The suspected case was reported on Oct. 10 by the Cook County Department of Public Health and confirmed the next day by IDPH. The case involved an unvaccinated person with exposure internationally, according to IDPH.

“The case’s rash onset was identified as Oct. 9; therefore, the infectious period would be between Oct. 5 through Oct. 13,” IDPH said in a statement. “Prior to this case, the last measles case in Illinois was identified in 2019.”

The department noted that most people are routinely vaccinated in childhood and are not at high risk. Those who have not been vaccinated and think they were exposed should check with their doctor about vaccination.

“This first reported case of measles in Illinois since 2019 is a reminder that this disease can be prevented with up-to-date vaccination,” said IDPH Director Dr. Sameer Vohra in a statement. “Two doses of measles vaccine are 97% effective in preventing measles. However, as we saw this week, it still can affect those who are unvaccinated.
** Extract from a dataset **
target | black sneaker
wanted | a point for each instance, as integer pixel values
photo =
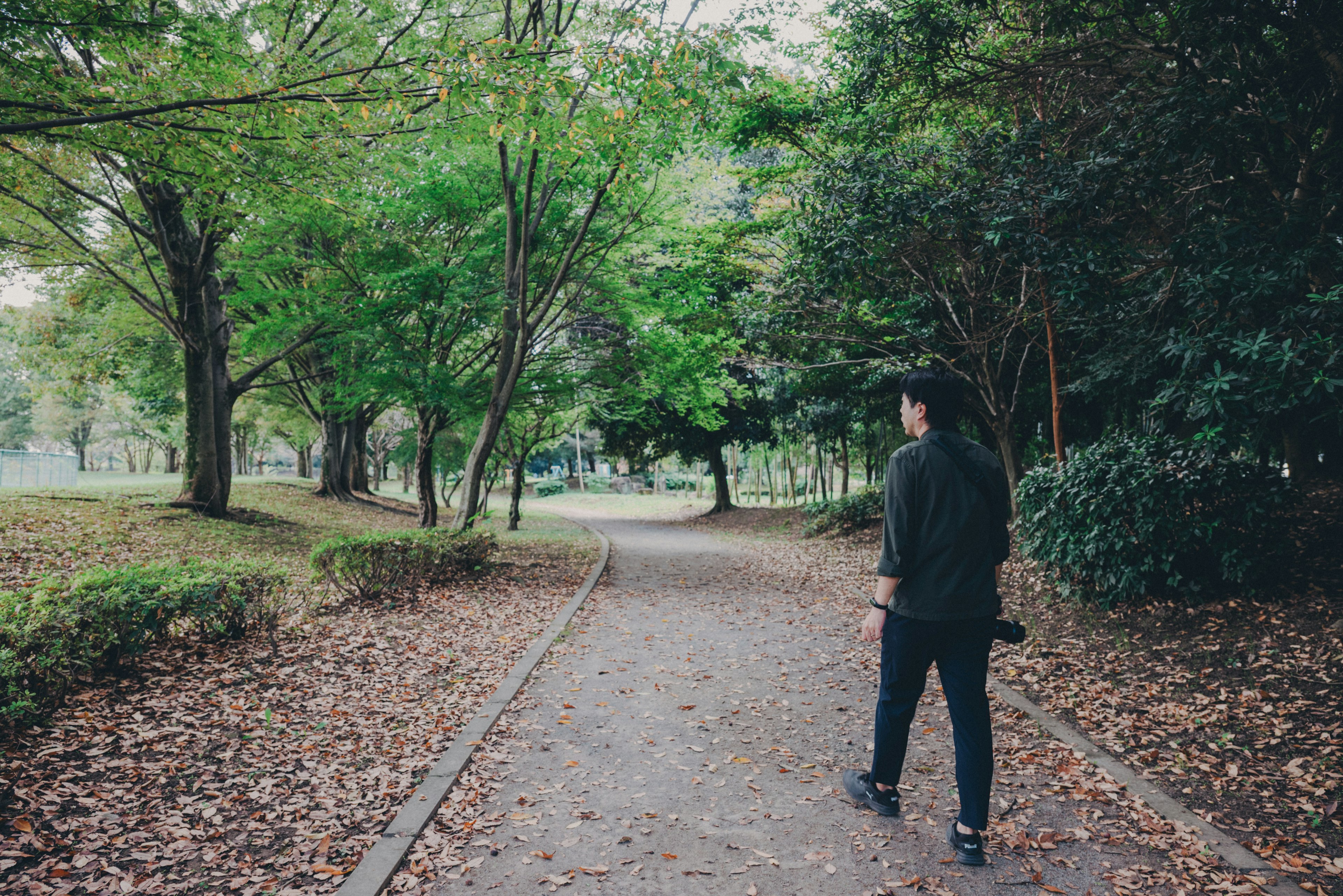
(861, 789)
(970, 848)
I urge everyone to make sure they and their family members are up-to-date on measles/mumps/rubella (MMR) vaccine and all other age-appropriate immunizations.”

Symptoms of measles, according to IDPH, include rash, high fever, cough, runny nose and red, watery eyes and can take seven to 21 days to show up. Anyone who develops symptoms of measles should call or email their doctor before going to a doctor’s office or hospital to prevent spread.

“This is a good reminder to everyone to talk to their healthcare providers to make sure they and their loved ones are up to date on their vaccinations,” said CCDPH Chief Operating Officer Dr. LaMar Hasbrouck in a statement. “According to the CDC, one dose of MMR vaccine is 93% effective against measles and two doses are 97% percent effective, if exposed.”

IDPH noted measles can “cause serious complications such as pneumonia and encephalitis (swelling of the brain). Measles is easily spread through the air when someone coughs or sneezes. People can also get sick when they come in contact with mucus or saliva from an infected person.”

More information about measles can be found on the Illinois Department of Public Health’s webpage on measles or the CDC’s measles site.